In this 2014 outlook piece, Jeffrey Rosenberg, Peter Hayes and I have put together a list of five “what to know” (or expect) items and five “what to do” investing ideas, all designed to help you navigate the markets in 2014.
So what are the five things you should know for 2014? The short answer is to expect more of the same. Many of the conditions of the last few years — including slow growth, low interest rates and very low inflation— are likely to persist. Drilling down into our list, here are the five things to know:
1.) The Economy: Growing, Albeit Slowly. While expect a modest improvement in growth next year, for the first time in a while, there’s as good a chance of growth surprising to the upside as there is of growth surprising to the downside. We expect U.S. economic growth to improve slightly to around 2.5% next year from 2%, supported by the Federal Reserve (Fed)’s easy-money policies, stronger household balance sheets, a healing housing market and lower energy prices. That said, a weak labor market and Washington dysfunction pose headwinds to growth.

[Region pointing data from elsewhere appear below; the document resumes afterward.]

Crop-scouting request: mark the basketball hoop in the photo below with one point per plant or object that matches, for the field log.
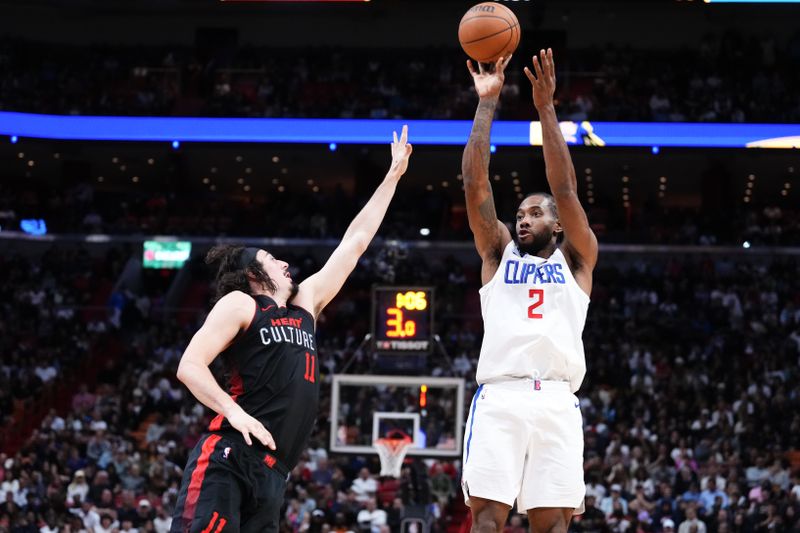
(392, 450)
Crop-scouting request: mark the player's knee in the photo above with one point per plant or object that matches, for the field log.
(551, 523)
(486, 522)
(556, 527)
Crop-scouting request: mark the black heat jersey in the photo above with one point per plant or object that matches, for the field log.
(274, 376)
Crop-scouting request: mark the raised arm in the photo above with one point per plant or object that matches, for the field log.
(232, 313)
(491, 235)
(319, 289)
(580, 243)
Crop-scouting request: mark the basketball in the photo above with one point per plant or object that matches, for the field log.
(488, 31)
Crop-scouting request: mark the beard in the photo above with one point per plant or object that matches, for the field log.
(536, 245)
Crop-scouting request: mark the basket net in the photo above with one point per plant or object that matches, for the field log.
(392, 451)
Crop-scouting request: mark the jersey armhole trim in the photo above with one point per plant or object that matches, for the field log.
(306, 311)
(252, 318)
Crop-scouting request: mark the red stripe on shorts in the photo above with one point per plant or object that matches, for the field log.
(193, 494)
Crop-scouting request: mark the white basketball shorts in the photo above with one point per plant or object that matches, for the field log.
(525, 443)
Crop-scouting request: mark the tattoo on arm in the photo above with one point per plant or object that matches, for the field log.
(488, 211)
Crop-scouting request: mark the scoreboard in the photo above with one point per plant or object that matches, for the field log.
(402, 319)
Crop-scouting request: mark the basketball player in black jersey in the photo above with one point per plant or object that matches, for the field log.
(263, 327)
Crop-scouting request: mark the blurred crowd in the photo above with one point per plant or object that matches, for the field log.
(622, 84)
(691, 404)
(85, 208)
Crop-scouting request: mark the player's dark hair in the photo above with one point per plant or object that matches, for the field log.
(235, 263)
(550, 199)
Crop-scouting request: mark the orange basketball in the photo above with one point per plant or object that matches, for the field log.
(489, 31)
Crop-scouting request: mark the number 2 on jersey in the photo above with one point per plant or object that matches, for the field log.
(538, 299)
(310, 368)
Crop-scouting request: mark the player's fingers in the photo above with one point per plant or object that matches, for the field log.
(498, 65)
(267, 439)
(537, 68)
(529, 74)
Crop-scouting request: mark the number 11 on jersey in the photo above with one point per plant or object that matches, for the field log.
(311, 372)
(538, 299)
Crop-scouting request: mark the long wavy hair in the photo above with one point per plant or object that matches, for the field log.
(231, 276)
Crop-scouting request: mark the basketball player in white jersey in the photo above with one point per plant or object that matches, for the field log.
(524, 439)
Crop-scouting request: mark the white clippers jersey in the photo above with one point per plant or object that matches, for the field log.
(533, 317)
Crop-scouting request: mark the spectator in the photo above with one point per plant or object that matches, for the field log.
(364, 486)
(692, 524)
(371, 518)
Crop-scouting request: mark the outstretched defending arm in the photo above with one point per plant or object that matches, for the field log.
(580, 243)
(319, 289)
(491, 235)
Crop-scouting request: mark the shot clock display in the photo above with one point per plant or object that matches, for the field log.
(402, 319)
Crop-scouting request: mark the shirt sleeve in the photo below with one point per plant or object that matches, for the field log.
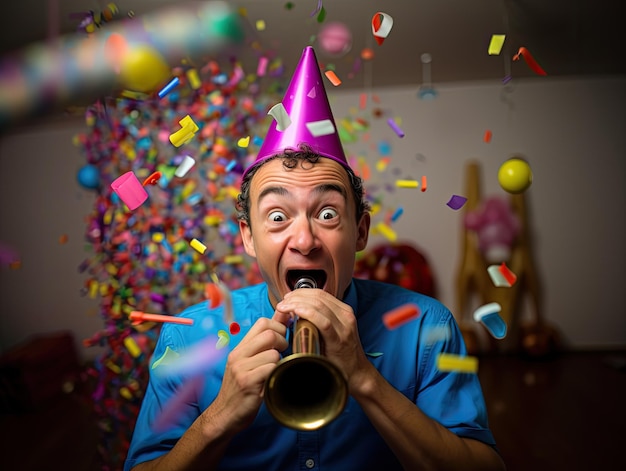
(453, 399)
(168, 409)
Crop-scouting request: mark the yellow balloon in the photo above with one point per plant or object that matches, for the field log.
(143, 69)
(515, 176)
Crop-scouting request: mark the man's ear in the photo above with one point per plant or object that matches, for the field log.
(363, 229)
(246, 237)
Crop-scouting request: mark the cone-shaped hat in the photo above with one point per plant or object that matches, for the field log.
(310, 120)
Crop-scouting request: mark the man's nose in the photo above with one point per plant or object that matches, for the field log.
(303, 238)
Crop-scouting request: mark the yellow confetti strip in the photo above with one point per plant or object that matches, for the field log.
(387, 232)
(244, 142)
(495, 46)
(197, 245)
(461, 364)
(407, 183)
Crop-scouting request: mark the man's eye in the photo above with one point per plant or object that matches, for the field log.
(276, 216)
(328, 213)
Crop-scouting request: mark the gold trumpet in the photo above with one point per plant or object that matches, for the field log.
(305, 391)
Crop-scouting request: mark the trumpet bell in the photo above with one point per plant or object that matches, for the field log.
(306, 392)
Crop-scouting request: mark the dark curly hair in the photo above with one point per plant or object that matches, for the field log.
(307, 158)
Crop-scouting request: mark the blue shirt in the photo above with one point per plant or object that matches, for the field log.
(405, 356)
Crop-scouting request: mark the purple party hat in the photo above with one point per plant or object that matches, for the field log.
(304, 117)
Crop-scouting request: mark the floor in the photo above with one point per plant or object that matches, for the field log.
(564, 413)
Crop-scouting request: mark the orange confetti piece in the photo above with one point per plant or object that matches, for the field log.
(400, 315)
(213, 294)
(152, 179)
(510, 277)
(530, 60)
(332, 76)
(142, 316)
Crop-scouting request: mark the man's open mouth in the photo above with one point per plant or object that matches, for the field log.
(294, 275)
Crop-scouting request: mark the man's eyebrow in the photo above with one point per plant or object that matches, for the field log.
(276, 190)
(328, 187)
(320, 189)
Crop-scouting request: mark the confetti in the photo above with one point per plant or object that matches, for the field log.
(184, 167)
(400, 315)
(381, 26)
(321, 128)
(496, 43)
(153, 179)
(507, 274)
(387, 232)
(130, 190)
(392, 124)
(186, 133)
(530, 60)
(223, 339)
(407, 183)
(501, 276)
(456, 202)
(194, 79)
(198, 246)
(132, 346)
(488, 315)
(139, 316)
(244, 142)
(234, 328)
(396, 215)
(424, 183)
(278, 112)
(169, 87)
(332, 76)
(261, 69)
(457, 363)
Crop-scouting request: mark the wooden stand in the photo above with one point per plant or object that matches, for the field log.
(532, 336)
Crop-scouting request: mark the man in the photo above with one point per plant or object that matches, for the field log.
(302, 212)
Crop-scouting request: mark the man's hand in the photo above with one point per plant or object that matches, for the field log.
(247, 368)
(337, 325)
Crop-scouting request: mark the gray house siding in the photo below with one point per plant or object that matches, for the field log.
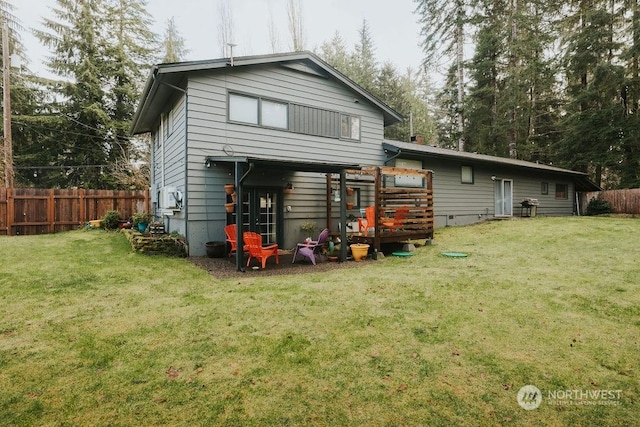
(210, 132)
(169, 162)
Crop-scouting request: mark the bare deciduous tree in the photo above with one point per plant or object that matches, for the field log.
(296, 29)
(225, 27)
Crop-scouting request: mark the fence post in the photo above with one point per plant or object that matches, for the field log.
(10, 211)
(51, 211)
(147, 200)
(83, 209)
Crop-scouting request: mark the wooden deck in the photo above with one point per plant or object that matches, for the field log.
(415, 204)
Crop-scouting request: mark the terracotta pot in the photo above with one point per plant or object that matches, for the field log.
(359, 251)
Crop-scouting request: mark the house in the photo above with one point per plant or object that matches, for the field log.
(273, 126)
(470, 187)
(287, 132)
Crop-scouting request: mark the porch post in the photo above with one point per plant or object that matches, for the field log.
(239, 239)
(343, 216)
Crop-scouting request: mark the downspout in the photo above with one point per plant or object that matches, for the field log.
(239, 180)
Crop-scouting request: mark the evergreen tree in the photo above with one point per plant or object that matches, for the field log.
(630, 96)
(130, 51)
(363, 61)
(335, 53)
(447, 125)
(443, 29)
(593, 124)
(32, 123)
(99, 50)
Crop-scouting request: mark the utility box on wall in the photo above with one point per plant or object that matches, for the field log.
(170, 199)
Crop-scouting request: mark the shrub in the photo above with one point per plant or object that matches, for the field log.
(598, 207)
(141, 217)
(111, 220)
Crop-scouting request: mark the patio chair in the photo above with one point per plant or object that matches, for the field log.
(230, 232)
(253, 243)
(397, 220)
(369, 221)
(312, 248)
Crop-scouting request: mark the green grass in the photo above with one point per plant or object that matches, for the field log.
(93, 334)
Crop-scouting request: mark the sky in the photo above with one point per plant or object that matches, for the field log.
(393, 26)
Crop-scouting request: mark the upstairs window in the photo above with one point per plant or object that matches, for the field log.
(274, 114)
(243, 109)
(562, 191)
(257, 111)
(466, 174)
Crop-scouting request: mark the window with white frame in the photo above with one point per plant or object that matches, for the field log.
(350, 127)
(274, 114)
(243, 109)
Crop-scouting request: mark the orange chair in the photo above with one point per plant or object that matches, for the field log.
(370, 220)
(230, 232)
(253, 243)
(397, 221)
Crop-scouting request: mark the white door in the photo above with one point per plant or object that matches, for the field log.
(503, 190)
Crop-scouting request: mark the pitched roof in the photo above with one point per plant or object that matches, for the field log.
(165, 79)
(581, 179)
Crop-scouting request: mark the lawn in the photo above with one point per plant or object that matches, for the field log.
(93, 334)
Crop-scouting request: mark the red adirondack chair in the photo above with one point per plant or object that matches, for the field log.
(253, 243)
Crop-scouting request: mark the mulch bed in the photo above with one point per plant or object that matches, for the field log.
(223, 268)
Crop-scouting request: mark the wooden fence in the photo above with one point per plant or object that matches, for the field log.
(622, 201)
(41, 211)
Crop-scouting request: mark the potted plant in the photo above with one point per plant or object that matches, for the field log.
(359, 251)
(141, 220)
(333, 252)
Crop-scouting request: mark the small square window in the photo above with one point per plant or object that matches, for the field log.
(562, 191)
(355, 128)
(466, 175)
(350, 127)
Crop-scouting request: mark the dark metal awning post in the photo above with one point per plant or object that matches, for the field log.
(238, 208)
(343, 216)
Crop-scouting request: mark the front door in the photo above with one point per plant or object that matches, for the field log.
(503, 190)
(262, 209)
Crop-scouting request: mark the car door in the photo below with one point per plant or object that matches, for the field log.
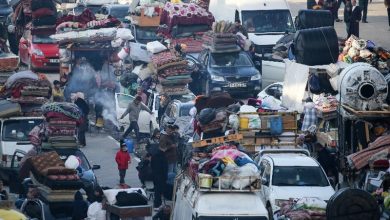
(24, 45)
(265, 168)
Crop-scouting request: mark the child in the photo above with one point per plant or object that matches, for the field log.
(123, 160)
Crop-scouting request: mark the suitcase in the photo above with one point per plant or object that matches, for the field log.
(8, 109)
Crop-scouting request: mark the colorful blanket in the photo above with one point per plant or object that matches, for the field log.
(68, 109)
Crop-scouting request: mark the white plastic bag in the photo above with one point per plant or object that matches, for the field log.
(155, 47)
(72, 162)
(242, 180)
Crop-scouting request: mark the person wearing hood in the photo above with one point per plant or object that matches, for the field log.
(159, 165)
(168, 144)
(80, 207)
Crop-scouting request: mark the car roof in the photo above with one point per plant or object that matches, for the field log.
(220, 204)
(292, 159)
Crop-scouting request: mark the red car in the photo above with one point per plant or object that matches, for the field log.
(39, 52)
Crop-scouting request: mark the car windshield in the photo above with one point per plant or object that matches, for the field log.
(119, 12)
(267, 21)
(299, 176)
(124, 100)
(185, 110)
(230, 60)
(148, 34)
(18, 130)
(43, 40)
(188, 30)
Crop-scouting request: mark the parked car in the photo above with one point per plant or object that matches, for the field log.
(5, 10)
(39, 52)
(294, 174)
(175, 110)
(87, 175)
(146, 122)
(274, 89)
(142, 35)
(116, 10)
(234, 73)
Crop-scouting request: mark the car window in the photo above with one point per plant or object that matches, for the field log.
(267, 173)
(299, 176)
(173, 112)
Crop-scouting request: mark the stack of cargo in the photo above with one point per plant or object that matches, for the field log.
(29, 90)
(221, 38)
(62, 119)
(172, 73)
(53, 179)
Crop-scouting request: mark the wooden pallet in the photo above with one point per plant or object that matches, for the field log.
(378, 113)
(217, 140)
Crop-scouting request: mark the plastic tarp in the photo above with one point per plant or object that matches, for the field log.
(294, 85)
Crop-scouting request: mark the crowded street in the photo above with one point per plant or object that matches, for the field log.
(194, 109)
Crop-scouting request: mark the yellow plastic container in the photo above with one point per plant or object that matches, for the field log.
(244, 123)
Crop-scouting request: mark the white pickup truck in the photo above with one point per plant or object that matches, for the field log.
(14, 137)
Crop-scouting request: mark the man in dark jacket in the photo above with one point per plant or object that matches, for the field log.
(159, 166)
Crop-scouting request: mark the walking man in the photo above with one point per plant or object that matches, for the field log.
(387, 4)
(133, 110)
(123, 160)
(356, 17)
(363, 4)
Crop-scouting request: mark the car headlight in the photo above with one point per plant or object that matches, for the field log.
(256, 77)
(217, 78)
(37, 52)
(279, 202)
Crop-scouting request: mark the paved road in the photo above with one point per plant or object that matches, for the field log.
(377, 28)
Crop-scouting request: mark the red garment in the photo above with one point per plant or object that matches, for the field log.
(122, 158)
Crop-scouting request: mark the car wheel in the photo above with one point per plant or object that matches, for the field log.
(207, 88)
(270, 213)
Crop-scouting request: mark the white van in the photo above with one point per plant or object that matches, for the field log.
(14, 136)
(266, 22)
(190, 203)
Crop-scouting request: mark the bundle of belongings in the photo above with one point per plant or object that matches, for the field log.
(221, 38)
(44, 14)
(326, 106)
(223, 167)
(304, 208)
(377, 150)
(29, 90)
(147, 14)
(171, 72)
(360, 50)
(186, 14)
(59, 128)
(211, 119)
(55, 180)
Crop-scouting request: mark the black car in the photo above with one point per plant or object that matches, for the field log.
(87, 175)
(234, 73)
(5, 10)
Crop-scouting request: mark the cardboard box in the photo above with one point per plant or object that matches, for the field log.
(263, 141)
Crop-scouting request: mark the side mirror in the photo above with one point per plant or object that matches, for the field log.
(264, 181)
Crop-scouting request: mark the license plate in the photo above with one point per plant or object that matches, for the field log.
(237, 85)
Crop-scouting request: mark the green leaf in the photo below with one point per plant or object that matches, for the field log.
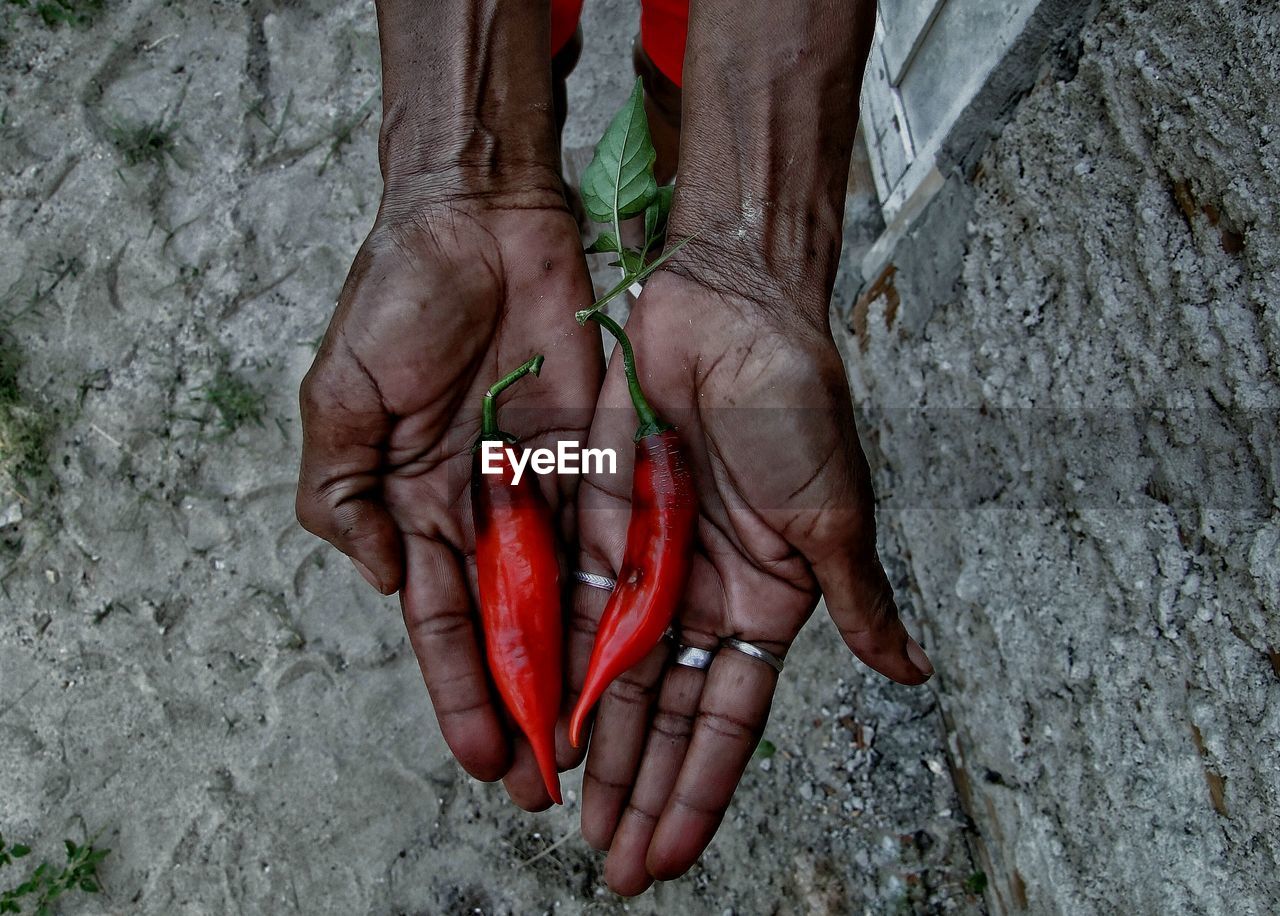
(603, 244)
(620, 182)
(631, 261)
(656, 216)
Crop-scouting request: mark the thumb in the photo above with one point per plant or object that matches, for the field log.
(339, 484)
(860, 601)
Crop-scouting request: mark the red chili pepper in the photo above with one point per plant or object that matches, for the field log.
(658, 553)
(517, 575)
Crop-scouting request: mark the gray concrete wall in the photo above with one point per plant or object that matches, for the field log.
(1101, 586)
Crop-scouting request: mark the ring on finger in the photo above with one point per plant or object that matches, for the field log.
(695, 658)
(595, 581)
(754, 651)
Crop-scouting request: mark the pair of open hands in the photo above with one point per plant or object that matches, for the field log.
(446, 297)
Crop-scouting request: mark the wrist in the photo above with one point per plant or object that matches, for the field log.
(769, 113)
(775, 261)
(466, 102)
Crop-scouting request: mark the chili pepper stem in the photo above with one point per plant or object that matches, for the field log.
(489, 417)
(649, 421)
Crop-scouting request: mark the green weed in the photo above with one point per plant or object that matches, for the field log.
(24, 431)
(48, 883)
(146, 142)
(62, 12)
(234, 399)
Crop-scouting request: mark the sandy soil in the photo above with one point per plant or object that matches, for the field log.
(181, 665)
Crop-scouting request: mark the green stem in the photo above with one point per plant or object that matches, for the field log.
(649, 421)
(489, 421)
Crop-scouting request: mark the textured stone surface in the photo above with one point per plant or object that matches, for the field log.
(187, 671)
(1101, 586)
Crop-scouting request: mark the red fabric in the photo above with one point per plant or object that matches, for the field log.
(565, 14)
(663, 30)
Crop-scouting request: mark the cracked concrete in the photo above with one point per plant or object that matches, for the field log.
(1105, 624)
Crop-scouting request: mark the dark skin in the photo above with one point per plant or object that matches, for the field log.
(452, 289)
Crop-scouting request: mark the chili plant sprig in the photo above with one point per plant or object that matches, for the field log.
(517, 582)
(658, 553)
(656, 562)
(618, 184)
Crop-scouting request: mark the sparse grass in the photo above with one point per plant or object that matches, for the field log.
(48, 883)
(343, 132)
(146, 142)
(234, 399)
(62, 12)
(24, 430)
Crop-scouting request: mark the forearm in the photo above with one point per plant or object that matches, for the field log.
(769, 111)
(466, 99)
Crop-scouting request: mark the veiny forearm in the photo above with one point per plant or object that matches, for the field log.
(769, 111)
(467, 100)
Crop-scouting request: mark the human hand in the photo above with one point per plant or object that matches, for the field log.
(762, 406)
(443, 298)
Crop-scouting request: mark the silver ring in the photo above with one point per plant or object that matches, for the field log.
(754, 651)
(603, 582)
(693, 656)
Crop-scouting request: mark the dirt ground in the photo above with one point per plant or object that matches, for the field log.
(182, 668)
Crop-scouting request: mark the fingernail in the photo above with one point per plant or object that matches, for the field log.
(368, 573)
(918, 658)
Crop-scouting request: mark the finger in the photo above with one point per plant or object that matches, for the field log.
(731, 717)
(524, 781)
(344, 427)
(617, 741)
(438, 615)
(860, 601)
(622, 723)
(625, 869)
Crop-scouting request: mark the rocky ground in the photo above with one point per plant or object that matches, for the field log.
(182, 668)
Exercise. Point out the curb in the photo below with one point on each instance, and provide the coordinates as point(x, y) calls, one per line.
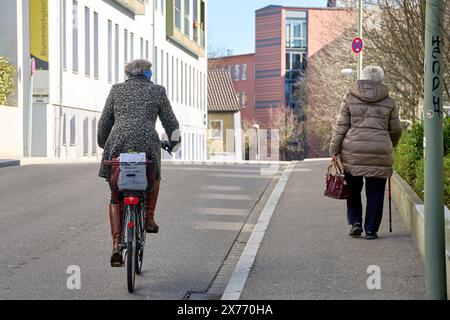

2.) Interest Rates: Higher, But Not Through the Roof. Modestly higher growth should lead to slightly higher interest rates, with the 10-year Treasury modestly climbing around 0.5% next year.
3.) Inflation: The Risk is to the Downside. Inflation remains close to historic lows and we don’t see that changing in 2014.
4.) Employment: Jobs Are Growing, But Wages are Not. While the unemployment rate is likely to drop next year, U.S. wage growth is likely to remain subdued given long-term demographic, technology and global labor trends.
5.) More Policy Uncertainty Means More Volatility. Volatility is likely to increase if – or when – political dysfunction again emerges.